I've pimped them before I think, but for you newer guys, I'd encourage you to check them out. Their online and free library is amazing. Even if you don't agree with their conclusions, the amount of information available to you is staggering and worth a look or bookmark.

The search page:
http://www.rand.org/publications/pubs_search.html

The results for "special operations", 428 hits:
http://search.rand.org/search?input...ect&v:project=rand&query="special+operations"


----------



## AWP (Mar 24, 2011)

Other sources of info (maybe I should make this one post):

http://www.airforce-magazine.com/Pages/default.aspx

US Army's Parameters Magazine:
http://www.carlisle.army.mil/usawc/Parameters/


----------



## Florida173 (Mar 24, 2011)

I'd definitely say that I often times do not agree with there conclusions based on the method that they come about them.  Plenty of times they have steered decision makers the wrong way in situations of threat finance and counter insurgency.

I'd read what they have to say, but I personally would never source from them.


----------



## QC (Mar 24, 2011)

Used it in the past and it's interesting. Sometimes obscure but there are topics related to here. But the annual hoe handle production report and it's implications on Sub Saharan Africa is a bit of a waste of effort.


----------



## SpitfireV (Mar 24, 2011)

I like them as one piece of a picture. They do produce some interesting stuff but you have to take them like any think tank- with a big pinch of salt.


----------



## Florida173 (Mar 25, 2011)

It's frustrating when you have some officer tell you "Well RAND says this..." and you have to explain to them that their methods of coming to conclusions is often times wholly based on statistics and not proper analysis.  Lack of message traffic does not equal lack of activity in my opinion.


----------



## AWP (Apr 16, 2011)

Another good link, The Cold War International History Project:

http://www.wilsoncenter.org/index.cfm?fuseaction=topics.home&topic_id=1409


----------



## Marauder06 (Apr 16, 2011)

I use RAND often they're frequently cited in my classes and in reports I read.  I've never had any problem with what they've written.


----------



## AWP (May 20, 2011)

US Army Center of Military History. I just started The US Army and Irregular Warfare, 1775-2007.

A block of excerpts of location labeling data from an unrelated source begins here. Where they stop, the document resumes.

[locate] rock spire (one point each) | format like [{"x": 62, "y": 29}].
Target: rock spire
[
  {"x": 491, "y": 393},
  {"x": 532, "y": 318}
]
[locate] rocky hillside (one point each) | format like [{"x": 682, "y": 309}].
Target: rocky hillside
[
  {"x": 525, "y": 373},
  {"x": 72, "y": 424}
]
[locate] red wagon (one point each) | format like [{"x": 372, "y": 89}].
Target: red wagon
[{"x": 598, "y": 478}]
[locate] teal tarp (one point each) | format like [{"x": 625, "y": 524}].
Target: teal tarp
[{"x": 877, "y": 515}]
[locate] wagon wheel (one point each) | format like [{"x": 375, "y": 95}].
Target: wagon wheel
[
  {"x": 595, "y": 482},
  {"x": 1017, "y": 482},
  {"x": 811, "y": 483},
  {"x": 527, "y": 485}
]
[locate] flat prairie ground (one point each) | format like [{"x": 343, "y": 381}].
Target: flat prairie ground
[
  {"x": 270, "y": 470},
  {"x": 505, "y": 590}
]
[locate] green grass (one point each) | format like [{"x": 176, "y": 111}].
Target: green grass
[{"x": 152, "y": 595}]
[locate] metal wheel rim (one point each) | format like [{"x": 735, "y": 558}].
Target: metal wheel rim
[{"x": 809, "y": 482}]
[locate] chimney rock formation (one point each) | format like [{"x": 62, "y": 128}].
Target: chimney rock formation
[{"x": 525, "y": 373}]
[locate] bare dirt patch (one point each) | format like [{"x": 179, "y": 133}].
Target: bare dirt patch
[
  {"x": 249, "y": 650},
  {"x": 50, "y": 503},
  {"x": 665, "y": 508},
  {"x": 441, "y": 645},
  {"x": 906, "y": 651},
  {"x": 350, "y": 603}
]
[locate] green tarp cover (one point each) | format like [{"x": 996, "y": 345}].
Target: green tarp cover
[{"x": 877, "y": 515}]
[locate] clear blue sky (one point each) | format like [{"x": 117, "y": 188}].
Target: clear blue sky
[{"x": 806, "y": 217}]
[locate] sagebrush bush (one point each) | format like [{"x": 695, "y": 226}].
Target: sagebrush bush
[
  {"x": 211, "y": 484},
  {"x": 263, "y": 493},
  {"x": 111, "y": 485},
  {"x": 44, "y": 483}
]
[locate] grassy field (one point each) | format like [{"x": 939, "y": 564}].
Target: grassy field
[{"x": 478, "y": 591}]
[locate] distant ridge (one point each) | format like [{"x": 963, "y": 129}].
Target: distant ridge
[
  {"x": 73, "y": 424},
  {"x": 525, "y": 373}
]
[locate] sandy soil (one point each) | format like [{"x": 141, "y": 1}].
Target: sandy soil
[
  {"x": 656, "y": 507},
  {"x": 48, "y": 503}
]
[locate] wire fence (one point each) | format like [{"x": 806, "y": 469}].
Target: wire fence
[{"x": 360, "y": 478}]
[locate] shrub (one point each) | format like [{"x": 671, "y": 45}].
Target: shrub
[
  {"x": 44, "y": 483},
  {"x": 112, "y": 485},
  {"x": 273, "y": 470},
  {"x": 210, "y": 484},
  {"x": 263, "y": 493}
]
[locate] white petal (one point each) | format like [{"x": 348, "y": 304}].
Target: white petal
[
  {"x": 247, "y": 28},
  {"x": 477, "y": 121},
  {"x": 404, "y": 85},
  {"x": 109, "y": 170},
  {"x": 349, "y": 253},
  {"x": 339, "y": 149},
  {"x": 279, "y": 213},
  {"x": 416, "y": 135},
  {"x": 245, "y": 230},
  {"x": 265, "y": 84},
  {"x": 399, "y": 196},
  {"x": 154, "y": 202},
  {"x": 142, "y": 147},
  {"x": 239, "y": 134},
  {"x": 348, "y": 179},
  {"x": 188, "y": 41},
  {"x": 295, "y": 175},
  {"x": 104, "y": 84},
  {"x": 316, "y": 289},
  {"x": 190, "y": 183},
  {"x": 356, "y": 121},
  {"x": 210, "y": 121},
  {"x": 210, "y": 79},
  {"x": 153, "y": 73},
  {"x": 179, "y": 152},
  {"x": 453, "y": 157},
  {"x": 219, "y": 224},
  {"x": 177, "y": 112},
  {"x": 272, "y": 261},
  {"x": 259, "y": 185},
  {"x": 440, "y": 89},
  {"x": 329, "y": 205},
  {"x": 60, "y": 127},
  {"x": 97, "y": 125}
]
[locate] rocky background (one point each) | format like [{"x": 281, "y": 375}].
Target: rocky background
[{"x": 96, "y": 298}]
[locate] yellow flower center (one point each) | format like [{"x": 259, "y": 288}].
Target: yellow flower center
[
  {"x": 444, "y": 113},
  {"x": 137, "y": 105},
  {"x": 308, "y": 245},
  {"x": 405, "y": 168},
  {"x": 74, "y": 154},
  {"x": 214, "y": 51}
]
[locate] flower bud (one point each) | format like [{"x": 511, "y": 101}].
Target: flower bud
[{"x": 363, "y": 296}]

http://www.history.army.mil/

Their Related Links tab has Navy, Air Force, Marines, NG, Reserve, etc. history as well.

http://www.history.army.mil/websites.html


----------



## RetPara (May 24, 2011)

The history.army.mil/websites list has some link that no longer work.  You may need to search for the newest links.

I would also recommend Military Review ( http://usacac.army.mil/CAC2/MilitaryReview/index.asp ) even though in the past they did have at least one questionable person doing book reviews for them......


----------